[] Bilik Menulisku: Fiksi Rara & Jaka; Tentang Pengalaman

Selasa, 27 November 2018

Fiksi Rara & Jaka; Tentang Pengalaman


Sore itu masih terang, Jaka baru saja pulang dari perjalanan ke luar kota, dan Rara sedang tidak ada jadwal mengajar. Bosan di dalam ruangan dan enggan pergi-pergi, Jaka mengajak istrinya untuk berjalan di taman saja.

"Apa yang kamu rasakan, Ra?" Jaka bertanya sambil menggandeng tangan Rara.

"Nyaman..." yang ditanya menjawab dengan senyuman manis. Siapa yang tidak merasa nyaman bila digenggam erat namun lembut oleh kekasih hatinya?

Jaka membalas senyumannya. Hatinya pun hangat. Rara selalu bisa membuatnya begitu. Tapi ia sedang ingin berbagi pengetahuan, jadi dilepaskannya sejenak keinginan untuk memesrai sang istri tercinta.

"Kalau melihat pohon-pohon, burung, langit... juga mendengar semua suara yang ada sekarang ini, bagaimana rasanya?" , tanyanya lagi.

"Indah... hatiku jadi berbunga-bunga..." Rara juga menjawab lagi.

"Nikmati baik-baik, ya," Jaka menjawil dagu sang kekasih hati. "Kita hidup untuk mengalami, untuk belajar..."

"Nah, mulai lagi deh bikin bingung orang..." Rara komplain. Ia mendahului suaminya duduk di salah satu bangku taman. Di bawah pohon yang paling rindang.

Matahari semakin bergulir ke barat, sehingga teriknya nyaris tak bersisa. Suasana jadi tambah sejuk, apalagi angin musim hujan juga mulai meniu-niup. Rara menggigil sedikit.

Jaka duduk di samping kekasihnya itu, memeluknya agar terlindung dari terpaan angin.

"Seumur-umur, hidup adalah proses penciptaan," Jaka memulai penjelasannya. "Kita bebas berkehendak, dengan hak free will kita, untuk mencipta apa saja sesuai dengan pikir, ucap dan laku kita sendiri.
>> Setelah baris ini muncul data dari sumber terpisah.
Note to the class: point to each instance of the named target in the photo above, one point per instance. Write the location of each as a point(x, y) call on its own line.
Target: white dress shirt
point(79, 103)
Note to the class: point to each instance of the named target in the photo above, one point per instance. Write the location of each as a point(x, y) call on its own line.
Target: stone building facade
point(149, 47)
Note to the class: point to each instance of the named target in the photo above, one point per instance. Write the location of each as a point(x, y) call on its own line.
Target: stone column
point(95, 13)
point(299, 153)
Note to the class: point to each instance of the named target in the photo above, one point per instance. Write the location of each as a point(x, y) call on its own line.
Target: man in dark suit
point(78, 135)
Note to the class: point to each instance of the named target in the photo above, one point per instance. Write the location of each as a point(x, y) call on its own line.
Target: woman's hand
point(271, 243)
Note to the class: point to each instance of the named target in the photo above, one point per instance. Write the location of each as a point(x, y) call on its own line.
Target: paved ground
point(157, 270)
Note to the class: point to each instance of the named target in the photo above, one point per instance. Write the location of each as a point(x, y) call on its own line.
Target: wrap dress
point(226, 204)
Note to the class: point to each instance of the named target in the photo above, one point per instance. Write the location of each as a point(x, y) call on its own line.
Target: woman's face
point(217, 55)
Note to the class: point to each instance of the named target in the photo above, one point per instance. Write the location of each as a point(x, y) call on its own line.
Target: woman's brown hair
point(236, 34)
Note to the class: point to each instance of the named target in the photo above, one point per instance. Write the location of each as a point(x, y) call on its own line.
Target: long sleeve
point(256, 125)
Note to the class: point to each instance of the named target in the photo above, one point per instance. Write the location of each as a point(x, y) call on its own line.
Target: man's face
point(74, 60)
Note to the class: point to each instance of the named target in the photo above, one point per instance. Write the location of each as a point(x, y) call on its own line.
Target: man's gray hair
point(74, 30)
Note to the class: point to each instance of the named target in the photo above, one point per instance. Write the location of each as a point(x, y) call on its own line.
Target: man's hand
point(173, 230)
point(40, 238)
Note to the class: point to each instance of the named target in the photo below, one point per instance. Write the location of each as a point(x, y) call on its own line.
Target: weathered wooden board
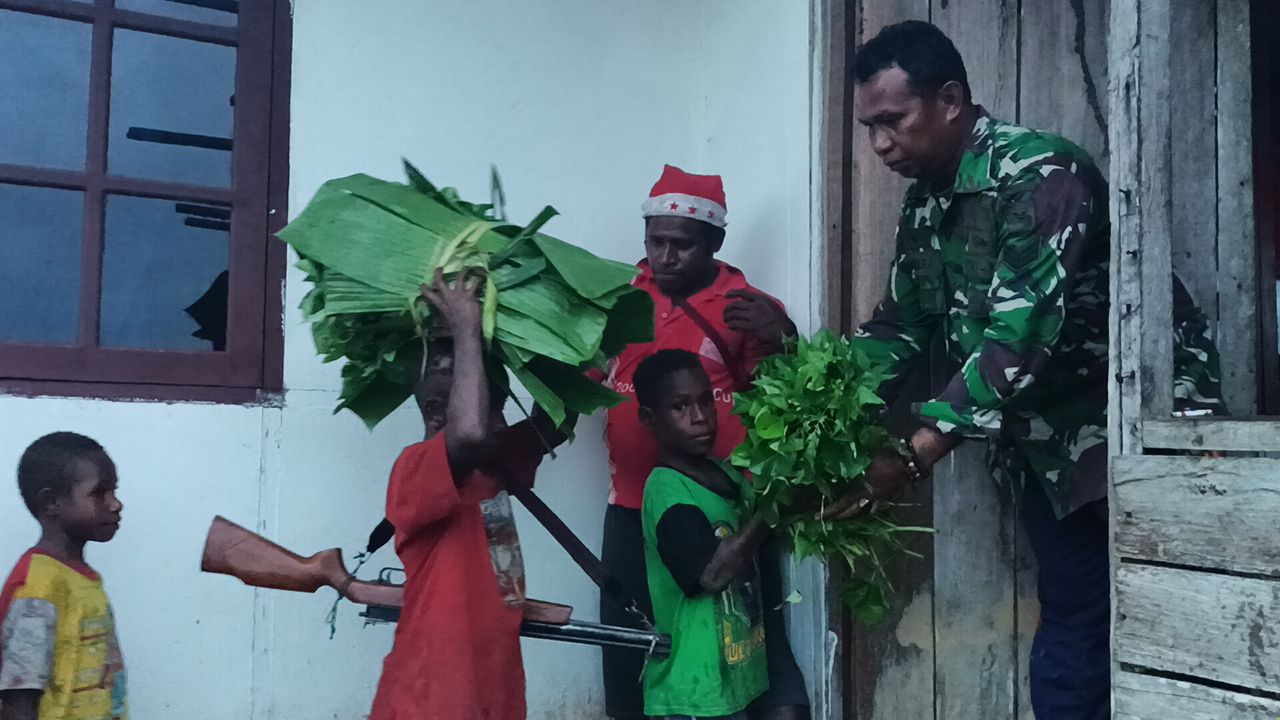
point(1212, 433)
point(986, 35)
point(1155, 183)
point(974, 587)
point(1143, 697)
point(891, 665)
point(832, 31)
point(1193, 156)
point(1064, 71)
point(1203, 513)
point(1027, 613)
point(1124, 401)
point(1237, 250)
point(1063, 89)
point(1206, 625)
point(974, 604)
Apa saja itulah yang menjadi pengalaman kita hidup di dunia."

"Dan, semua pengalaman itu untuk belajar?" Rara bingung.

"Ya, untuk belajar. Pengalaman A akan membawa pada pengalaman B, pengalaman menyakiti akan membawa pada pengalaman disakiti, dan seterusnya. Supaya banyak yang dialami kemudian dipelajari."

"Dan semua itu hanya untuk dapat mengalami??" Rara bingung lagi.

"Iya. Pengalaman yang dialami sesadar-sadarnya. Kita memang di dunia hanya untuk mengalami," sang suami menegaskan. "Mengalami yang bukan secara tidak sadar, menurut aturan orang lain atau, bahkan hanya mengikuti doktrinan. Pengalaman yang menjadi pembelajaran bagi jiwa."

Rara mengangguk-angguk tanda mengerti, tapi ia juga ingin menegaskan sesuatu, "Bukan mengikuti aturan atau doktrinan, maksudnya agar kita tidak berlaku berdasar ketakutan, ya?"

Jaka tersenyum. Kekasih hatinya itu mulai paham. "Yup. Kita bergerak dari rasa takut menuju cinta tanpa syarat."

"Agar pengalaman ini indah?" kembali Rara ingin menegaskan.

"Ya, pengalaman yang berlandas cinta itu pasti indah, bukan?" suaminya menjawab. Betapa inginnya ia mencium sang kekasih hati, tapi segera disadarinya di mana mereka sedang berada.

"Dan kesadaran membawa kita pada pikir, ucap dan laku yang selaras dengan tarian semesta?" kali itu Rara bertanya untuk dirinya sendiri.

Jaka tersenyum lagi. Dikecupnya kepala istri tercinta sambil membisikkan sesuatu,

"Biar semakin sadar, yuk, meditasi bareng lagi... di ranjang..."

...dan Rara hanya bisa tersipu mendengarnya.